The proceedings, including the prospect that a pole dancer will defy a legion of election deniers and protests will erupt, will probably further entrench Trump’s supporters and opponents. But it is not known what effect the trial might have on ambivalent and undecided voters.
“A great quote from a Leonard Cohen song says there is a ‘crack in everything / That’s how the light gets in,’” said Robert Greenwald, founder of Brave New Films, a nonprofit that produces social justice documentaries. “Will this moment let the light in to see the true colors of one of the candidates? It has the possibility of getting to voters who don’t follow the twists and turns of politics, people who might say, ‘This is not moral, this is not right.’”
The trial also raises the matter of Trump’s business and political personas — few American presidents in history have been so publicly intertwined with their wealth.
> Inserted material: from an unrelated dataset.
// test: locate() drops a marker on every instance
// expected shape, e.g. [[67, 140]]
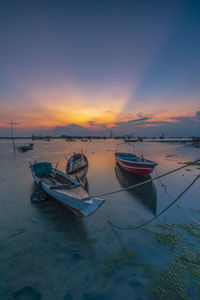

The recent merger of Trump Media & Technology Group, which owns Truth Social, with Digital World Acquisition Corp. was valued at $8 billion. But its stock price quickly fell, losing about 50% of its value in a matter of weeks after news that Trump Media reported losses of $58 million in 2023. It was an indication that the hype around the deal was colliding with business and market realities. The question is how long investors will ride with a struggling Trump brand if his upcoming trials nick away at his political popularity.
Trump has taken to hawking “Victory47” cologne for $99 and “Never Surrender High-Tops” for $399. He has been incensed that his money — and tens of millions of dollars from donors — has gone to legal costs.
“I had to pay New York State in order to appeal a corrupt decision by a biased, crooked and highly overturned judge. It’s supposed to be the other way around — you appeal before you pay,” he recently posted on Truth Social. “Is a crooked New York Judge allowed to make you pay for the ‘privilege’ of appealing a wrongful & corrupt decision??? NOT IN AMERICA!!!”
Trump and his outrageousness are built for the voyeurism of our times, but Merchan did not allow video cameras inside the courtroom during the arraignment leading to the trial.
“In an odd sort of way,” said Thompson, “there’s something so 19th century about this story in its baroque complexity but also, in the age of instantaneous social media, we get the court appearances in pastels and watercolors of sketch artists.”
Three U.S. presidents have been impeached — Andrew Johnson, Bill Clinton and Trump — but none has ever before sat at a criminal defendant’s table. In 1974, then-President Ford pardoned former President Nixon from indictment for “crimes he committed or may have committed” in the Watergate scandal that divided and bruised the nation. If Nixon were put on trial, Ford said, “the tranquility to which this nation has been restored by the events of recent weeks could be irreparably lost.”
America is not tranquil now, and Trump faces four criminal trials. He has portrayed himself as a man persecuted by an unjust and evil government. He has told his followers — including elected officials in Congress and those on county commissions and town councils, that he is both martyr and savior: “They want to take away my freedom,” he said at one rally, “because I will never let them take away your freedom.”
“There’s a messianic quality to all of it,” Howell said. “When you think about Trump’s legacy, it’s about his ability in incredibly short order to entirely remake the Republican Party. That is an extraordinary thing that many politicians have tried but he succeeded at.”
“This isn’t going away,” Howell continued. “There are legions of folk who are ready to carry the mantle forward.”